Later that weekend, my sister and I stopped at brother Chip’s grave. We fussed with the big pot of begonias, with their glossy leaves and pink flowers. We discussed the geraniums we would plant soon. There was no evidence of our recent service but some overturned soil. I thought it looked like a nice spot to rest for eternity. Later, we were bound for a charity event in Stow, where we ate salad and spaghetti, laughed with cat lovers and friends, entered our raffle tickets on chosen items. Then we drove down to the Stow ferry lakeside. I hadn’t been there since I was a very young woman, before college, before everything, my first summer as a young mother raising my boys alone. It was a lifetime past.

Yet here I stood on the other side of the lake, on the other side of my own life it seemed to me, looking over at Bemus Point from the Stow side of the old ferry route. We sat on the park dock and stared across Bemus Bay on the loveliest day of the year so far. The boats were churning up white water wakes and passing in the sunshine. The wind rustled our hair. Mallards courted and swam around the docks. My sister and I talked over the week’s events. The sky was penultimate blue and white like delft china.

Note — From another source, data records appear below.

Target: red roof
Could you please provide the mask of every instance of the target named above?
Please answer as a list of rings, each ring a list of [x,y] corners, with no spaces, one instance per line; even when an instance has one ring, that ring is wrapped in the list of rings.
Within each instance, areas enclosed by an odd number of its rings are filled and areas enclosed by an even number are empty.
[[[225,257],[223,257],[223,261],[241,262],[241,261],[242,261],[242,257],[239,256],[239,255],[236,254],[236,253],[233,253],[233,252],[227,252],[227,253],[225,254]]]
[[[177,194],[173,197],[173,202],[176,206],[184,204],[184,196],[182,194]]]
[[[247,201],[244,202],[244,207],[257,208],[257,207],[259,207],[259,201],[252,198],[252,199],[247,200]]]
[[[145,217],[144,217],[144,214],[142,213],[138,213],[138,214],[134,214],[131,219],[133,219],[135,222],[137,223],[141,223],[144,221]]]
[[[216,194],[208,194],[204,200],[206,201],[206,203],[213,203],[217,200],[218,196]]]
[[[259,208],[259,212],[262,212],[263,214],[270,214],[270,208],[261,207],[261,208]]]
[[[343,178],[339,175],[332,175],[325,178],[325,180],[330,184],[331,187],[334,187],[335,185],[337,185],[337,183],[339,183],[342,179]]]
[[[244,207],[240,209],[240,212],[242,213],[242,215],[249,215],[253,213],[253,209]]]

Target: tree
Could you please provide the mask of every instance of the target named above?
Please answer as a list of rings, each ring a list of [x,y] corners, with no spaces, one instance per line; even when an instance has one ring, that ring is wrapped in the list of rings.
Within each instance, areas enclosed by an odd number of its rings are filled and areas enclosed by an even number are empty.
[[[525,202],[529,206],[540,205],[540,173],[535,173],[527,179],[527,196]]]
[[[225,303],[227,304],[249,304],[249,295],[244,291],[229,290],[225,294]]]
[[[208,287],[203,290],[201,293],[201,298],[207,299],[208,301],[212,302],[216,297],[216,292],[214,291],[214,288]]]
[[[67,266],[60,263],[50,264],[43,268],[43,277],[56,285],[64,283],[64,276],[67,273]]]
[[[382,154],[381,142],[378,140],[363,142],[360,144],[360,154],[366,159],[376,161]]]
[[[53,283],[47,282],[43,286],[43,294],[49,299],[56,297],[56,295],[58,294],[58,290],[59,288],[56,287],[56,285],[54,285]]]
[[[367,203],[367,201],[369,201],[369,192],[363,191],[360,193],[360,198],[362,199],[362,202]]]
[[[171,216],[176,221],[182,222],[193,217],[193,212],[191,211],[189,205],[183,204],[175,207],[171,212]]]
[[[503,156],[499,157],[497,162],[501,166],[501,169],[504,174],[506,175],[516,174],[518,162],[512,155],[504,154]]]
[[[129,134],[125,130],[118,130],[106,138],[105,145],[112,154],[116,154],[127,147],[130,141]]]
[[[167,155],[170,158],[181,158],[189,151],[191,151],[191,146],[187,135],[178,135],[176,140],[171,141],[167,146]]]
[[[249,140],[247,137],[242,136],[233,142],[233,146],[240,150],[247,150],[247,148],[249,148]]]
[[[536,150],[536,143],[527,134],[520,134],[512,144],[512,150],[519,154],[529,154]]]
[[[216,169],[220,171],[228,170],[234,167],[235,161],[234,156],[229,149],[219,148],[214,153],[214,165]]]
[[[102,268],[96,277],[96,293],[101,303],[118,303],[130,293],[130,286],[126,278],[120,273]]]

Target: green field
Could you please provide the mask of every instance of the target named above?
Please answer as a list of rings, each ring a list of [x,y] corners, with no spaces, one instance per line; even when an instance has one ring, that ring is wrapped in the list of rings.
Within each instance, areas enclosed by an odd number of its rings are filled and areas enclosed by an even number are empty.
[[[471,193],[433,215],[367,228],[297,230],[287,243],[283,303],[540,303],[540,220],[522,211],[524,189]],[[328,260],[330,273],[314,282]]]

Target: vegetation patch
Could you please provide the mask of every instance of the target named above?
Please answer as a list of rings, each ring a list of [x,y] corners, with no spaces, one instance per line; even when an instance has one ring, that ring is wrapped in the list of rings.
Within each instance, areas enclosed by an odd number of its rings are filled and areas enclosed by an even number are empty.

It’s all a bit of a raffle, isn’t it? When someone we love dies, we gather at graveside and hug our relatives and friends, people we haven’t seen in years, people we may not ever see again. We stand on the edge between dark and light, death and life. We nurse our wounds or come to fresh healing, that’s the option. It’s possible to walk away cleansed, to forgive, to accept. To be stronger. Something about a loved one passing gives us, is it fair to say? a new slant on life. We are close to heaven then, and it’s a reckoning.